If you’re submitting to STOC, we encourage you to opt-in. You’ll get (we hope) useful feedback, and you’ll be providing invaluable data as we assess this tool for future theory conferences.
The deadline to opt-in on the HotCRP submission form is November 1 (5pm EST).
You can read the full “Terms of Participation” (including all privacy and confidentiality details) at the link below.
This experiment is being run by PC members David Woodruff (CMU) and Rajesh Jayaram (Google), as well as Vincent Cohen-Addad (Google) and Jon Schneider (Google).
We’re excited to offer this resource to the community.
Please see the STOC Call for Papers here and specific details on the experiment here.
Follow
Comment #1 October 28th, 2025 at 8:27 pm
Great idea!
Hopefully many of those who opt in will keep detailed notes on the progress of the interaction for a followup study on how well it works. This should provide solid data on the usefullness (or otherwise) of AI in the progress of science.

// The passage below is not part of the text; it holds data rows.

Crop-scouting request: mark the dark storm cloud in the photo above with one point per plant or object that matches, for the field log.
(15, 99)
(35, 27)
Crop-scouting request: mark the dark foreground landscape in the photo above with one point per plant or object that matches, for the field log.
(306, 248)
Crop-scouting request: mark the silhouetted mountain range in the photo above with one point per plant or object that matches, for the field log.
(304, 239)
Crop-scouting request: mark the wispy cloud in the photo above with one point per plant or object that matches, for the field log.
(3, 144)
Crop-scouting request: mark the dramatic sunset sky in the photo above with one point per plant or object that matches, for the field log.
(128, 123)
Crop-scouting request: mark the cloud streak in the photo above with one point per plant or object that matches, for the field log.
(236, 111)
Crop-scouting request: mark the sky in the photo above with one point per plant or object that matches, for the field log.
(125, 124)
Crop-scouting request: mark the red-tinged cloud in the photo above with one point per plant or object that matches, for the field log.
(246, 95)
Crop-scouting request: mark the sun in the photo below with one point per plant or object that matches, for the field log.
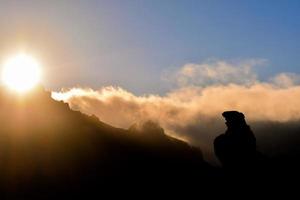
(21, 72)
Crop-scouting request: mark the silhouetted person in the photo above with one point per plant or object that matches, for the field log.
(236, 148)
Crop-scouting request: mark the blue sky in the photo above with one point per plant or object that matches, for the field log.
(131, 43)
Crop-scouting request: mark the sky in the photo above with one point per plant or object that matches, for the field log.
(177, 63)
(133, 44)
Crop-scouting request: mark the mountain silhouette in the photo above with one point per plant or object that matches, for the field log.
(48, 150)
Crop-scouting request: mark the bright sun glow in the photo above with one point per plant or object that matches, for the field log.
(21, 73)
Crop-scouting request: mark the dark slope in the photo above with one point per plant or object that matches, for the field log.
(48, 150)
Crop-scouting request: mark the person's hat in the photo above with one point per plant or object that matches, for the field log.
(233, 116)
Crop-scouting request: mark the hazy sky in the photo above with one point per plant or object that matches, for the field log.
(133, 43)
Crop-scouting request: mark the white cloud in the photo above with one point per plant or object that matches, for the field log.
(193, 112)
(215, 72)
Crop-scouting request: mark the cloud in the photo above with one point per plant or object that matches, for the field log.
(192, 112)
(215, 72)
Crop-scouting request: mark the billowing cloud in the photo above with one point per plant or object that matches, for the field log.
(215, 72)
(193, 112)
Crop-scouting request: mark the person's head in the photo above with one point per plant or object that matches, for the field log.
(234, 119)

Comment #2 October 29th, 2025 at 12:34 pm
Is this the Chicago pile of automated proof checkers for conference papers?
(awesome idea, btw!)
Comment #3 October 30th, 2025 at 12:46 am
Any comments on this new “quantum echoes” algorithm? (sorry for the off-topic).
Thanks, LK.
Comment #4 October 31st, 2025 at 4:13 am
I regularly use Claude to provide instant answers to specific questions about new papers (e.g. “Can you explain the part of this paper where they think they obtain the electroweak coupling”), and GPT-5 for longer discussions that combine brainstorming and didactic explanation. (Maybe Claude would be capable of this too, but I am on a plan that does not allow long discussions.)
Two weeks ago on this blog (under the thread “Sad and happy day”), I linked to a claimed proof that P ≠ NP by the veteran AI researcher, Ben Goertzel. Rather mechanical discussion of the paper with GPT-5 yielded a summary of its argument in the form of 35 steps. If I had to sum up my procedure, it would be like this:
1. Summarize the argument, and list the points where you would focus for a detailed verification
2. Summarize how you would verify each point
3. For each point in turn, ask for more detail
4. If you summarized the proof in less than 50 logical steps, what would they be?
(I think that questions 1-3 prime the AI for a more nuanced decomposition of the proof, but haven’t tested this.)
What I plan to do now is use my mere human intelligence to work my way through the 35 steps, reconstruct the argument that way, and see if I agree with it.
But in principle I could ask GPT-5 to present a strict deductive formulation of each step. I could even ask it to do so in Lean.
I am curious to what extent the “advanced Gemini tool” is based on a protocol like this, or whether something more sophisticated is involved.
Comment #5 November 3rd, 2025 at 2:27 pm
Great to see the theoreticalCS community embracing experimental tools like this. The idea of offering authors optional, automated LLM-based feedback to catch mathematical or logical issues before formal review is super promising. By clarifying it’s opt-in, private, and not fed into the main review process, it respects authors’ control and builds trust in the system.
In that spirit, I’d also highlight a related service: monobot.ai. If you’re looking to streamline repetitive tasks, automate structured review comments, or scale feedback loops in your work (whether papers, drafts, or internal documents), monobot.ai can be a useful partner. It won’t replace domain-expert review in deep theory, but it builds the muscle of more frequent feedback, which aligns really well with the approach of this STOC pilot.
Kudos to the organizers for exploring how LLMs can assist rather than replace, and for thinking about privacy and data-use right from the start. Looking forward to seeing how this evolves, and how authors respond to the experience.
Comment #6 November 9th, 2025 at 12:34 am
Hi Scott,
Have you by any chance tested the tool on bogus P=NP or P!=NP manuscripts that you no doubt receive every day?